# Analysis of DeepClusterV2 results

This notebook analyzes the results of the DeepClusterV2 (DCv2) algorithm.

The result of DCv2 is a sequence of labels that reflect cluster assignments.
Since we make use of timeseries weather data, theses assignments reflect large-scale weather regimes (LSWRs).

The goal is to analyze the statistics of each LSWR, i.e. 

* Abundance, i.e. how often it occurs
* Duration of occurrence

#### Main results

![Cluster embeddings projected into 2-D space using t-SNE](./plots/dcv2-30-clusters-2d.png)

![Cluster time series](./plots/dcv2-30-clusters-time-series.png)

![Cluster durations](./plots/dcv2-30-clusters-duration.png)
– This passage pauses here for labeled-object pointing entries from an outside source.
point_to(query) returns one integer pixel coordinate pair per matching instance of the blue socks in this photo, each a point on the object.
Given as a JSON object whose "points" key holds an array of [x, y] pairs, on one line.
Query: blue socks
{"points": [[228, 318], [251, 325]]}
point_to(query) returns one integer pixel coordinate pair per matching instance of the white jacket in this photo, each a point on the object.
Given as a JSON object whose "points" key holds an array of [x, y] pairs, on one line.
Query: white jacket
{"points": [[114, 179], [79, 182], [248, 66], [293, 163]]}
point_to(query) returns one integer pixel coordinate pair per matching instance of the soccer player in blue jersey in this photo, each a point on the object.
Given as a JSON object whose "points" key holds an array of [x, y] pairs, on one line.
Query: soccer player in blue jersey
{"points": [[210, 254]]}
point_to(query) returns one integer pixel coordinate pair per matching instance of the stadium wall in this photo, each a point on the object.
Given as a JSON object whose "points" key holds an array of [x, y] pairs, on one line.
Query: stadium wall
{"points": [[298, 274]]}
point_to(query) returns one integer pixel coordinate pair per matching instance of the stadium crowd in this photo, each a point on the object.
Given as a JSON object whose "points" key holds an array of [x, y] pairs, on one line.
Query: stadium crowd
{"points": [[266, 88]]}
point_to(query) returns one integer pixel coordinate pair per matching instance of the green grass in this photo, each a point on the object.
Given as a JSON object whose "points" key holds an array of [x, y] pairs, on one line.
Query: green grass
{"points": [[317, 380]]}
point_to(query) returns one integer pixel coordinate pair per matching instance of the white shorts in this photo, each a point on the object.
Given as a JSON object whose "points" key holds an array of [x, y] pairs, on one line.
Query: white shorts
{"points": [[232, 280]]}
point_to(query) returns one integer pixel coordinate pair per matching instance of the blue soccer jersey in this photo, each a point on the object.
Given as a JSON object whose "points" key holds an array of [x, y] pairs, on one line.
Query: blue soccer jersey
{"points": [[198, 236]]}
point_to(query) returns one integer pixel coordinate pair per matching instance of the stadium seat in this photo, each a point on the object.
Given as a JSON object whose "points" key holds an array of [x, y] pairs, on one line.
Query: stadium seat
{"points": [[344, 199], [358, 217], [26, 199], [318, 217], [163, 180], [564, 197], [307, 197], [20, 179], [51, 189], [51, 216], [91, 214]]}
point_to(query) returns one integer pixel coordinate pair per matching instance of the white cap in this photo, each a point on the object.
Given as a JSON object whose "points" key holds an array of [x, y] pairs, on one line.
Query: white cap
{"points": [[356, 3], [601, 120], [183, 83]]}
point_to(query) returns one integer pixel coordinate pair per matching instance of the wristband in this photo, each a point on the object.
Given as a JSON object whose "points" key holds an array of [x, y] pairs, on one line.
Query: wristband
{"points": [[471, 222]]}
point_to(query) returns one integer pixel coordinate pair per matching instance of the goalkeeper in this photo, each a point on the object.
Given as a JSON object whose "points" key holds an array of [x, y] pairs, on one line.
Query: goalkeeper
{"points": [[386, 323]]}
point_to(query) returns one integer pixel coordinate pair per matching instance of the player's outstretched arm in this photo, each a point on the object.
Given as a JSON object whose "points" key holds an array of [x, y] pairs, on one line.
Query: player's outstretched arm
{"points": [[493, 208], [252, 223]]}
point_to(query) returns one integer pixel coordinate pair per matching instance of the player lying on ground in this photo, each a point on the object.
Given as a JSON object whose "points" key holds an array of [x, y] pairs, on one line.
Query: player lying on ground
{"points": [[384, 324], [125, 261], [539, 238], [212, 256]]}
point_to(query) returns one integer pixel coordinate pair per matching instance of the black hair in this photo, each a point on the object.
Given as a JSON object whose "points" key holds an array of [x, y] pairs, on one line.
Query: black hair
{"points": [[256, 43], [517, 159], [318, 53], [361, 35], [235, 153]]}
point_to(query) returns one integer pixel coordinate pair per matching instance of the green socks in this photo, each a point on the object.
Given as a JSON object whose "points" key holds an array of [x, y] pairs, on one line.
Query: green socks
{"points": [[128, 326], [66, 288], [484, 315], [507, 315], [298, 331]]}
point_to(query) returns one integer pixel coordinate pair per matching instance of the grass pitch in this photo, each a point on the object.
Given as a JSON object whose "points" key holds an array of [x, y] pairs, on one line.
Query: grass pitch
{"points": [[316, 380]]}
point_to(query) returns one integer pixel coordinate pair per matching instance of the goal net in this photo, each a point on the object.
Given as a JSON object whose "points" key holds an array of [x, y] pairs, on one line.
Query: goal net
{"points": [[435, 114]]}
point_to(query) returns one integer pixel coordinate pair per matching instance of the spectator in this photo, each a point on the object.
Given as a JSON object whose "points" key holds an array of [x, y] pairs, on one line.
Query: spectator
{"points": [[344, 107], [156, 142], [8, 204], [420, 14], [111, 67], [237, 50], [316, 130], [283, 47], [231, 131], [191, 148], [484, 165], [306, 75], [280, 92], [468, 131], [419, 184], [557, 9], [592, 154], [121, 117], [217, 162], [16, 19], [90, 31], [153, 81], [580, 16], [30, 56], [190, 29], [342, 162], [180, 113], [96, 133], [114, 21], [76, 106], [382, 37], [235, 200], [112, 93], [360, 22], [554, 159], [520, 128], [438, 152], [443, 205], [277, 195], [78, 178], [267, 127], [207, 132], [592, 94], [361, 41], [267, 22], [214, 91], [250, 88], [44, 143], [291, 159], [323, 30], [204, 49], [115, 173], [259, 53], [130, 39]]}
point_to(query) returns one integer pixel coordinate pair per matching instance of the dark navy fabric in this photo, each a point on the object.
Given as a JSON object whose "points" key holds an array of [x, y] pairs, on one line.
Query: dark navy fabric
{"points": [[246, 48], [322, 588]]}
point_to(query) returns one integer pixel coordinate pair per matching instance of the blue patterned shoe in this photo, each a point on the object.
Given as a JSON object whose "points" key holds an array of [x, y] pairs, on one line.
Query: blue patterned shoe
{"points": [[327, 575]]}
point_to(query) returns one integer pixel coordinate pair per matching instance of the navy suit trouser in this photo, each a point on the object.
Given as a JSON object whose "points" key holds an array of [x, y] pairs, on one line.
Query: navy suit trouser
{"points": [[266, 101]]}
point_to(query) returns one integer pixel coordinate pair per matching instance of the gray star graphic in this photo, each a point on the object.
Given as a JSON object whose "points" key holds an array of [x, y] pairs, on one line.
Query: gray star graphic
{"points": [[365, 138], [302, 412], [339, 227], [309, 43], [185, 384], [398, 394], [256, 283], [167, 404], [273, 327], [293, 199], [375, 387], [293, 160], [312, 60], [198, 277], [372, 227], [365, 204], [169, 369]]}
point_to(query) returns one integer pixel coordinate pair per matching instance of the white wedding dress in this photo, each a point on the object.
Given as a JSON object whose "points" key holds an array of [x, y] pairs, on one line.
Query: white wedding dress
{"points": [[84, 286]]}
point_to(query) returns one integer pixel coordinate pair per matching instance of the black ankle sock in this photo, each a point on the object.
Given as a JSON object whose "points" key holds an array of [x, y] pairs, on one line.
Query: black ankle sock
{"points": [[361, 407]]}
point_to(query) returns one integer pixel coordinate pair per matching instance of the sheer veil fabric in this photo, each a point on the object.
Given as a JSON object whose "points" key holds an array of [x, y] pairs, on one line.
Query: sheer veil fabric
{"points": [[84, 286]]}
* Mean duration of LSWRs varies from 1 day to 2 days.
* Some LSWRs show a large variance in duration.
* Most LSWRs have a standard deviation of ~ 12 hours.
* LSWR 3 and 25 never occur longer than 1 day.


In [None]:
%load_ext autoreload
%autoreload 2

In [None]:
import pathlib
from typing import Iterator

import datetime
import re

import torch
import yaml
import matplotlib as mpl
import openTSNE
import xarray as xr
import pandas as pd
import matplotlib.pyplot as plt

import a6

COLORS = {
    -1: "#000000",
    0: "#FFFF00",
    1: "#1CE6FF",
    2: "#FF34FF",
    3: "#FF4A46",
    4: "#008941",
    5: "#006FA6",
    6: "#A30059",
    7: "#FFDBE5",
    8: "#7A4900",
    9: "#0000A6",
    10: "#63FFAC",
    11: "#B79762",
    12: "#004D43",
    13: "#8FB0FF",
    14: "#997D87",
    15: "#5A0007",
    16: "#809693",
    17: "#FEFFE6",
    18: "#1B4400",
    19: "#4FC601",
    20: "#3B5DFF",
    21: "#4A3B53",
    22: "#FF2F80",
    23: "#61615A",
    24: "#BA0900",
    25: "#6B7900",
    26: "#00C2A0",
    27: "#FFAA92",
    28: "#FF90C9",
    29: "#B903AA",
    30: "#D16100",
    31: "#DDEFFF",
    32: "#000035",
    33: "#7B4F4B",
    34: "#A1C299",
    35: "#300018",
    36: "#0AA6D8",
    37: "#013349",
    38: "#00846F",
}

## Load data for a specific epoch

Loads 

* Centroid positions in embedding space
* Indexes of the samples that were used as centroids in that epoch
* Cluster assignments
* Indexes of the data samples in the dataset
* Distances of the samples to the cluster centroids in embedding space

In [None]:
path = pathlib.Path("/home/fabian/data/8080567")
epoch = 1199


def _load_tensor_file(name, epoch: int | None = None):
    epoch = "" if epoch is None else f"epoch-{epoch}-"
    return torch.load(
        path / f"tensors/{epoch}{name}", map_location=torch.device("cpu")
    )


centroids = _load_tensor_file("centroids.pt", epoch=epoch)
centroid_indexes = _load_tensor_file("centroid-indexes.pt", epoch=epoch)
assignments = _load_tensor_file("assignments.pt", epoch=epoch)
embeddings = _load_tensor_file("embeddings.pt", epoch=epoch)
indexes = _load_tensor_file("indexes.pt", epoch=epoch)
distances = _load_tensor_file("distances.pt", epoch=epoch)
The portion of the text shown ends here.